“The Manhattan Project collects photographs of various experiments related to the use of nuclear explosives conducted in the 1940s. The negatives were found in an abandoned U.S. military base in Sicily. Due to time, the images have suffered considerable deterioration that produces an overabundance of grain and less sharpness.”
This could be a perfect incipit to deceive the viewer, a story that makes sense of photographs that make no sense. In fact, these are not even photographs; they are photo-realistic images produced by A.I.
Starting with descriptions and scans of photographs in the book Evidence (1977) by Larry Sultan and Mike Mandel an A.I. generated new images that I later manipulated to make a series of fake pictures.
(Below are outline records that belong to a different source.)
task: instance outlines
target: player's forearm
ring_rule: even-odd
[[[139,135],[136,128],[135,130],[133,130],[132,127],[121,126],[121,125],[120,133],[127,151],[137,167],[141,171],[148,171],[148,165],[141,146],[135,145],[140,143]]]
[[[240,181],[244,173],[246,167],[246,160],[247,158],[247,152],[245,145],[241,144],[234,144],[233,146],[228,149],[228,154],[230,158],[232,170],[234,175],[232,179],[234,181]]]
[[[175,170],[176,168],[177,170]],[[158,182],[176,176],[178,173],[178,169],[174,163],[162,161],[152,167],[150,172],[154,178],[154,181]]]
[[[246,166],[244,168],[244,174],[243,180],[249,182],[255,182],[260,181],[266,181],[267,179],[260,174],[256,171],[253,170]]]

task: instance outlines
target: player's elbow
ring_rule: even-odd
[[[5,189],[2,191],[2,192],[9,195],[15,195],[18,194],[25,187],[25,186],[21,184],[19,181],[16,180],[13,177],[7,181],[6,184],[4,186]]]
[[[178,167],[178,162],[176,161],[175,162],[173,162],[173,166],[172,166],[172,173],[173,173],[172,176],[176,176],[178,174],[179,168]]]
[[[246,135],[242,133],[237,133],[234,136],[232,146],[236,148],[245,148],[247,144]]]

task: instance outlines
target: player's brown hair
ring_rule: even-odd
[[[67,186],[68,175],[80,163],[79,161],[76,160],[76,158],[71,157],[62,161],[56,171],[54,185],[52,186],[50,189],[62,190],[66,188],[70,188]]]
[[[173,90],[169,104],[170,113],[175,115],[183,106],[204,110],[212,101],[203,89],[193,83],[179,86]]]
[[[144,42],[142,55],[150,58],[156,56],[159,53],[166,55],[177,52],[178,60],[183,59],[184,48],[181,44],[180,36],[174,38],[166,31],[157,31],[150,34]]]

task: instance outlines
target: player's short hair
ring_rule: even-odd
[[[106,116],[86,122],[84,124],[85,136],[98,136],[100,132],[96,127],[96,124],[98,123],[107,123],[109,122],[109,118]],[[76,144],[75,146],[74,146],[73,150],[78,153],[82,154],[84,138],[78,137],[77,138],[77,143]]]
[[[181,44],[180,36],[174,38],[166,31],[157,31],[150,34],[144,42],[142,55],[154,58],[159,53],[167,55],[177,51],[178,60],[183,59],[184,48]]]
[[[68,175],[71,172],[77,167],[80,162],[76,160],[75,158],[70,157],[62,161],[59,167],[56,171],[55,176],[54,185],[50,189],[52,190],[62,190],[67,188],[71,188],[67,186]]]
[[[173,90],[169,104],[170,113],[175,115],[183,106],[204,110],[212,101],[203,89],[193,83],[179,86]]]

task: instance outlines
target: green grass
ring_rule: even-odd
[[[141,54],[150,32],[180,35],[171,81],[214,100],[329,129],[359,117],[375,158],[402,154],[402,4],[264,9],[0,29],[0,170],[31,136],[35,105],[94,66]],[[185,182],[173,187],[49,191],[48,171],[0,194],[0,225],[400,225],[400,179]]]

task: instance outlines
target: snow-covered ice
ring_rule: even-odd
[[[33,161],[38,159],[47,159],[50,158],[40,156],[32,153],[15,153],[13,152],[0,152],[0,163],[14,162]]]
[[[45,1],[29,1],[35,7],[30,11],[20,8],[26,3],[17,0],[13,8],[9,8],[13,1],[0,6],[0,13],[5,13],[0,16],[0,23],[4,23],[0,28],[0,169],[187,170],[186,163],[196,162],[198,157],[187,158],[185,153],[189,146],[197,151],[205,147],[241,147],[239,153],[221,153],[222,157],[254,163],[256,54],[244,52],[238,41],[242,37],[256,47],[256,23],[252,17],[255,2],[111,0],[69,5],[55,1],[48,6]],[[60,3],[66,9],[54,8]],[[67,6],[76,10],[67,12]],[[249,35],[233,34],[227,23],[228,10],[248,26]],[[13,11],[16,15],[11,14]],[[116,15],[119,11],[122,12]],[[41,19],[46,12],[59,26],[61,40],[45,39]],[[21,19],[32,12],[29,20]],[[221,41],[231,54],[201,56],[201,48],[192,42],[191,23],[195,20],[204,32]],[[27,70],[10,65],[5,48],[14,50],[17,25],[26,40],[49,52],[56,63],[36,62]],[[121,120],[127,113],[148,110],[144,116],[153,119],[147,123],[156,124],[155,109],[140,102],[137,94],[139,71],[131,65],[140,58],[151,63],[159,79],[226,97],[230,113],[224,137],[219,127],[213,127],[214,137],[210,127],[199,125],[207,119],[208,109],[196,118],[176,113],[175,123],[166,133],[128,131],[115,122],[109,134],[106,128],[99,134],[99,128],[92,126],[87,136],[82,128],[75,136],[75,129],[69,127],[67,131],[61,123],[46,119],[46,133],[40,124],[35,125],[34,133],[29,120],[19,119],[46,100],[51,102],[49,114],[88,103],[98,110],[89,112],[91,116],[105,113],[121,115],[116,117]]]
What are we standing in front of? To whom do these images belong? To the photographers who physically took the pictures in the 1940s? To Larry Sultan and Mike Mandel who selected them from hundreds of thousands by digging deep into U.S. federal archives in the 1970s? To those who took the billions of photographs through which this A.I. generated these images? To me who clicked the “generate button” with a computer mouse?
In a short circuit of belonging, these images ask many questions without providing answers. The vision of an explosion and images related to it is what we are left with. Non-real images that speak about reality and the present, fake archival artifacts that connect perfectly to the present day, days when we are back to talking about world war and nuclear testing.